A continuación tiene rasgos únicos, peculiares, que le dan varias facetas e interpretaciones, según quien las haga. Pero, se hagan como se hagan, se trata de una revolución; no de un problema de orden público. Y se aborda con criterios de legitimidad, no de legalidad; constitucionales, no administrativos; políticos, no policiales. Es una revolución prolongada que afecta a todo las cohortes de edad de la sociedad y un proyecto vital de las generaciones hoy presentes.

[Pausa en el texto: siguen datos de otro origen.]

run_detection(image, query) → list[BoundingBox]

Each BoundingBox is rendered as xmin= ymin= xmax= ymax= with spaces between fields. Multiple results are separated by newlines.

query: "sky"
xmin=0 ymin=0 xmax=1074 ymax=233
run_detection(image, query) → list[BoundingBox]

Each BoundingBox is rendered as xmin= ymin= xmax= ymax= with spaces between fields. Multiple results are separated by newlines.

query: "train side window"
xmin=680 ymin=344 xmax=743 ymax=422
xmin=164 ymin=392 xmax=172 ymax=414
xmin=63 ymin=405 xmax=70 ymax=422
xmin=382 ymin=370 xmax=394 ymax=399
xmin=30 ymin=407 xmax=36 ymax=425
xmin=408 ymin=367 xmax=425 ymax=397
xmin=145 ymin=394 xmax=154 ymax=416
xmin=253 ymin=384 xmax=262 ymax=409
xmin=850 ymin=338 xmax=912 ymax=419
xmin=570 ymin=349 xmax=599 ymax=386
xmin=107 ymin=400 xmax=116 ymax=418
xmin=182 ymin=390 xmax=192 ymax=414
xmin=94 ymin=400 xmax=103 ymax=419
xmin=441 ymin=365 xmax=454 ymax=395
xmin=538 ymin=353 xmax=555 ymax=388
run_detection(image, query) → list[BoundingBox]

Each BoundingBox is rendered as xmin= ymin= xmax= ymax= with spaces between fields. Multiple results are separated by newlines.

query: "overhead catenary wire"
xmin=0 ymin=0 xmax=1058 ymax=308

La principal peculiaridad de la revolución catalana, se dice, es su “transversalidad”. Este término tiene un campo semántico amplísimo porque pretende significar que en ésta, en la revolución, caben todos los catalanes. Es una revolución burguesa y también de las clases trabajadoras. Como revolución burguesa enarbola los principios de los derechos fundamentales de la ciudadanía, empezando por el de autodeterminación, en la estela de las revoluciones burguesas clásicas, la inglesa de 1689, la americana de 1776 y la francesa de 1789.

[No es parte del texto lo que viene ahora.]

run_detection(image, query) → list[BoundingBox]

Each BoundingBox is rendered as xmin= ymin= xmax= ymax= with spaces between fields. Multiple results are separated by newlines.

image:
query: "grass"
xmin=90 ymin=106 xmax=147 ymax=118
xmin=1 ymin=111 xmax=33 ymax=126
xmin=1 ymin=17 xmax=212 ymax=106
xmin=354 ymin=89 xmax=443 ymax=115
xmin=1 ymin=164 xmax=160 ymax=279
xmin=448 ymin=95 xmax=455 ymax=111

Pero también es una revolución popular, de clase, movida sobre todo por organizaciones de izquierda, como ERC, o más a la izquierda, como la CUP, en la estela de la revolución de 1848, la parisina de 1871 o las llamadas obreras del siglo XX. Las dos organizaciones de la izquierda catalana miran con desconfianza la aportación de la burguesía en el afán común.

Este afán común, la independencia, responde a un rasgo añadido de la revolución catalana: su carácter nacional. La transversalidad se sostiene en el amplio seno de la nación. Pero, a veces, el prurito izquierdista plantea crisis en el bloque independentista. Crisis que nunca irá lejos. A la revolución nacional clásica en el sentido del nacionalismo del siglo XIX, se une ahora la liberación nacional al estilo de la de los pueblos coloniales, en la que de nuevo está interesado el conjunto de la sociedad catalana, ya que la situación colonial perjudica a todas las clases.

Es, al mismo tiempo, una revolución digital, una revolución en el terreno de la ciberpolítica. El independentismo es sobre todo un movimiento en la red. Desde el 1-O hasta la acción del Tsunami Democrático, se ajusta a la definición del MHP Puigdemont: una revolución del siglo XXI.

Y es una revolución plural y abierta. Todas las organizaciones políticas y sociales que participan en ella tienen fuertes convicciones feministas, ecologistas y propósitos de articular comunidades regidas por métodos de democracia participativa, si no directamente asamblearia.

Pueden ser motivaciones utópicas, pero son, y cristalizan en el fin de la revolución: la independencia.